Carol Stream girl with autism meets her hockey idols: the refs
Nicole Augustyniak hurries past the locker room, eager to meet her heroes.
No, the Carol Stream 11-year-old doesn't want autographs from the Chicago Wolves players who pulled off a win in overtime. She's not looking around for the coaches. A Zamboni? Nicole has seen plenty of those on TV, and moves on.
So what's she fan-girling about? The guys in stripes, of course.
“Today,” Nicole declares, “I get to unveil my inner official.”
Nobody roots for the refs. So when Nicole sheepishly opens the door to the officials room at the Allstate Arena in Rosemont, one of her idols has to ask: “Did you yell at us?”
Nicole would never.
“I was making all the calls you did,” she said.
Nicole's interest in hockey and officiating began about two years ago when she watched a Blackhawks game.
“She felt sorry for the refs during the game because people were booing them,” her mom, Linda Augustyniak, said. “She's like, ‘They're just doing their jobs.'”
It's more than a simple case of sympathy. Nicole, who has autism and has long defied expectations — by doctors, by psychologists — had not yet found her passion until she started learning all she could about the rules of hockey, her mom said. “It's been a godsend. It really has.”
As a baby, Nicole was withdrawn. At about 9 months old, she began intensive therapies.
“Nobody ever expected her to have language, let alone be so social,” Linda Augustyniak said.
But her mom would see a “frustrated little girl” aching to communicate. At 3, Nicole did just that and started to speak.
“She takes so much more out of every scene in her life and her experiences than you and I do,” Linda Augustyniak said.
Now in mainstream classes with her peers at Benjamin Middle School, the curious sixth-grader wears a ref's jersey every Friday. And she catches up on game highlights before school.
“It just took one game, and she just — it's hard to describe,” her mom said. “She researches everything she can on her iPad.”
Before mom and daughter planned to go to the Wolves game in Rosemont, Linda Augustyniak reached out to Lindsey Willhite, the team's director of public relations, and asked for a meeting with just one of the referees. All Nicole wanted was to “maybe shake his hand and have a few-minute conversation with him.”

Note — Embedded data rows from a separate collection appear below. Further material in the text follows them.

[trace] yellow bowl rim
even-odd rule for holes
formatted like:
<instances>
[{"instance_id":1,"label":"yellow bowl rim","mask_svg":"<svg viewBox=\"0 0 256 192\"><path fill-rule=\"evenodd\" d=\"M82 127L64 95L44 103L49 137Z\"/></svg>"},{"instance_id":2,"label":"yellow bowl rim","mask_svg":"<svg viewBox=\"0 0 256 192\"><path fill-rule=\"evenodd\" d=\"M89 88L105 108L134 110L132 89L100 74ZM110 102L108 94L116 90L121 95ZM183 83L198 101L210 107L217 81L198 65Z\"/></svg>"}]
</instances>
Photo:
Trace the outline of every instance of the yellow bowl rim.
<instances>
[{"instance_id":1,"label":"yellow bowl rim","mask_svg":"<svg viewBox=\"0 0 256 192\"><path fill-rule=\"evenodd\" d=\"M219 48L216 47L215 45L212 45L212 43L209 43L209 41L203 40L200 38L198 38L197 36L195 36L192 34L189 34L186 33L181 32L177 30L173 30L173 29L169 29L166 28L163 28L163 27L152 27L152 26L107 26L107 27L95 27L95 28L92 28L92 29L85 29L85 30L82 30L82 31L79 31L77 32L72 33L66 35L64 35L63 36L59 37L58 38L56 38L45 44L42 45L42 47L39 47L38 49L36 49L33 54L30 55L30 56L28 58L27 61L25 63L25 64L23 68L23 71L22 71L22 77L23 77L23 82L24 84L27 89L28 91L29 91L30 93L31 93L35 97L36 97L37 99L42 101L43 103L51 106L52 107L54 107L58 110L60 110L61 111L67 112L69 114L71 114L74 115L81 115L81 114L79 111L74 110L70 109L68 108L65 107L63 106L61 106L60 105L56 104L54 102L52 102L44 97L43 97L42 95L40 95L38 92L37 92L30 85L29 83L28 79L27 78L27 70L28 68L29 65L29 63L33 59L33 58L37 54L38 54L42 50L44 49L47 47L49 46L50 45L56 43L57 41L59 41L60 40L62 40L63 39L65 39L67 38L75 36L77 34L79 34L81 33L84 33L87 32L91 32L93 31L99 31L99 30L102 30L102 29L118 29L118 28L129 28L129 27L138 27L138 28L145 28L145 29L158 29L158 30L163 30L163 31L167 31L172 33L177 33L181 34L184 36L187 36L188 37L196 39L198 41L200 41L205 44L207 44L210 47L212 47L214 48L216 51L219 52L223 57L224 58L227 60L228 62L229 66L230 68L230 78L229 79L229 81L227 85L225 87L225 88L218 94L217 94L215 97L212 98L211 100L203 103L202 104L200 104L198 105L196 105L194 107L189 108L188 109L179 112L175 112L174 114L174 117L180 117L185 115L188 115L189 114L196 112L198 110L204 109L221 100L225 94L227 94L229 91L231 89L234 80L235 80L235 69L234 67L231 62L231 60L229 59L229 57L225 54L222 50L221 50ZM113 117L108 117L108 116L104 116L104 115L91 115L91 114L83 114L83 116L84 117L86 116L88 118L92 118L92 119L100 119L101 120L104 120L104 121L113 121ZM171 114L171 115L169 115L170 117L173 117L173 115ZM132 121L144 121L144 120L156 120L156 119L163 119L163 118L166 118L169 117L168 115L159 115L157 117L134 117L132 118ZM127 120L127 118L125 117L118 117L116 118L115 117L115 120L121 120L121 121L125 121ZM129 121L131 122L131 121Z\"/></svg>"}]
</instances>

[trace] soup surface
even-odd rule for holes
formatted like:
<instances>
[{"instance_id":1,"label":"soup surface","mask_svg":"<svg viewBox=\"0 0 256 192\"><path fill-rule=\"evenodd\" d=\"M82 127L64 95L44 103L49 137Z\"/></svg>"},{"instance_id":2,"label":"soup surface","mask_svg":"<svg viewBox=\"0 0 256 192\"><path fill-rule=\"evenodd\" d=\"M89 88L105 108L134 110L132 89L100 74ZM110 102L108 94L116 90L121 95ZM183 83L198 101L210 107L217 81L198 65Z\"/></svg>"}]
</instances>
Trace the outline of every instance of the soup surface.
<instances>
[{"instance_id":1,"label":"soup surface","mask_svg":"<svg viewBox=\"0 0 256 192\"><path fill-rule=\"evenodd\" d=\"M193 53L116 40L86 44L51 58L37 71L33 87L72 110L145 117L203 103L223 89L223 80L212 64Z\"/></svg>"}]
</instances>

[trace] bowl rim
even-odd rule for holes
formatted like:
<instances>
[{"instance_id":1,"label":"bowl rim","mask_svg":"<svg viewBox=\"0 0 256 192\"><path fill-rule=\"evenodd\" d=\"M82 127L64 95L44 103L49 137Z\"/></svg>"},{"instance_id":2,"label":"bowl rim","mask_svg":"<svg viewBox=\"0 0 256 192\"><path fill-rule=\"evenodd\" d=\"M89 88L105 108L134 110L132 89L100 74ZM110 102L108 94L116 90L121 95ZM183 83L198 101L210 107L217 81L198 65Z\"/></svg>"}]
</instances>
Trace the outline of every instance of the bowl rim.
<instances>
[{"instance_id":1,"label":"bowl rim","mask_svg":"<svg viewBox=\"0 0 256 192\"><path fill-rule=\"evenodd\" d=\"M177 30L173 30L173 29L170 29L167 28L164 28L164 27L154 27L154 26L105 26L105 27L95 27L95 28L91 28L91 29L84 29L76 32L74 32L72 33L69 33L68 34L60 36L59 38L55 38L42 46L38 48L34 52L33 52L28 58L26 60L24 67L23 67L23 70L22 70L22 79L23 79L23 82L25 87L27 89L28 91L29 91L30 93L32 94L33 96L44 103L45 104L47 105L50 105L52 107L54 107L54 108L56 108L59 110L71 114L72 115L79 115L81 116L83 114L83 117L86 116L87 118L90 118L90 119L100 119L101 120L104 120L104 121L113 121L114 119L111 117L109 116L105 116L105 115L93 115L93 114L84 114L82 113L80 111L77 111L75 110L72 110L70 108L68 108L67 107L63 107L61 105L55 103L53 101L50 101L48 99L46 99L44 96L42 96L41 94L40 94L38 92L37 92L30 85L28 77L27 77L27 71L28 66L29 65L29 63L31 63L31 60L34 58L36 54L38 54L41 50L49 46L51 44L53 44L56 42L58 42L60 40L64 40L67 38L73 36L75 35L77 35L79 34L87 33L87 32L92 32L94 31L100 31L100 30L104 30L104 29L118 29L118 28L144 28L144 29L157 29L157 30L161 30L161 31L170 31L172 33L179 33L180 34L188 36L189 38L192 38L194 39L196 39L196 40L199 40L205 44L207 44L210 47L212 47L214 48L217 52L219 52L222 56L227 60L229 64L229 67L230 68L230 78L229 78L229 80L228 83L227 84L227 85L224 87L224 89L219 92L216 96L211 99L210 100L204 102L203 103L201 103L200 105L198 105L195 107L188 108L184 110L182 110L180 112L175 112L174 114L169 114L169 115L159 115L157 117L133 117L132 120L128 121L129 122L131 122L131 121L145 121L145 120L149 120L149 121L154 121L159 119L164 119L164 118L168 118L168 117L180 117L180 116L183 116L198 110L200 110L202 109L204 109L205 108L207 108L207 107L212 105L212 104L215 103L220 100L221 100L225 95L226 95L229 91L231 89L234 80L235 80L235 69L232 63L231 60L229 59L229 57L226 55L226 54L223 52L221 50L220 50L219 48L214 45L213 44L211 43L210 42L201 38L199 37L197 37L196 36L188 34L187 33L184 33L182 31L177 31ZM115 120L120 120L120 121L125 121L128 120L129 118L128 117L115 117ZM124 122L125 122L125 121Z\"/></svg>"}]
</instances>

“Something like that would be the equivalent of going to Disney World for a child like Nicole,” her mom wrote.
Nicole got more than a brief meeting. First, the American Hockey League sent a referee's jersey signed by her favorite official, David Banfield.
Nicole wore that jersey to the game, where she politely informed a clueless reporter that refs, not linesmen, wear orange armbands. She didn't pay much attention to the players, but tried to imagine what it would be like to officiate.
“I wonder what those refs are talking about?” she asked.
She finally got the chance to pick their brains in the postgame officials room, where Chris Schlenker, William Hancock, Ryan Murphy and Ryan Daisy thanked her for “being part of our team” and presented her with another jersey and the game puck.
In Nicole, Schlenker recognized what he sees in his own 7-year-old son, who also has autism.
“It's those smiles on their faces. They just have such a different look on life, and it's a humbling experience to see how excited they are,” Schlenker said. “It's a good grounding for the rest of us who just kind of take this stuff for granted.”
The four all wanted to take a picture with Nicole and led her out on to the ice — a moment mom knew “would resonate” with her daughter.
But all the excitement left mom with a little problem:
“What am I going to do for Christmas now?” she said.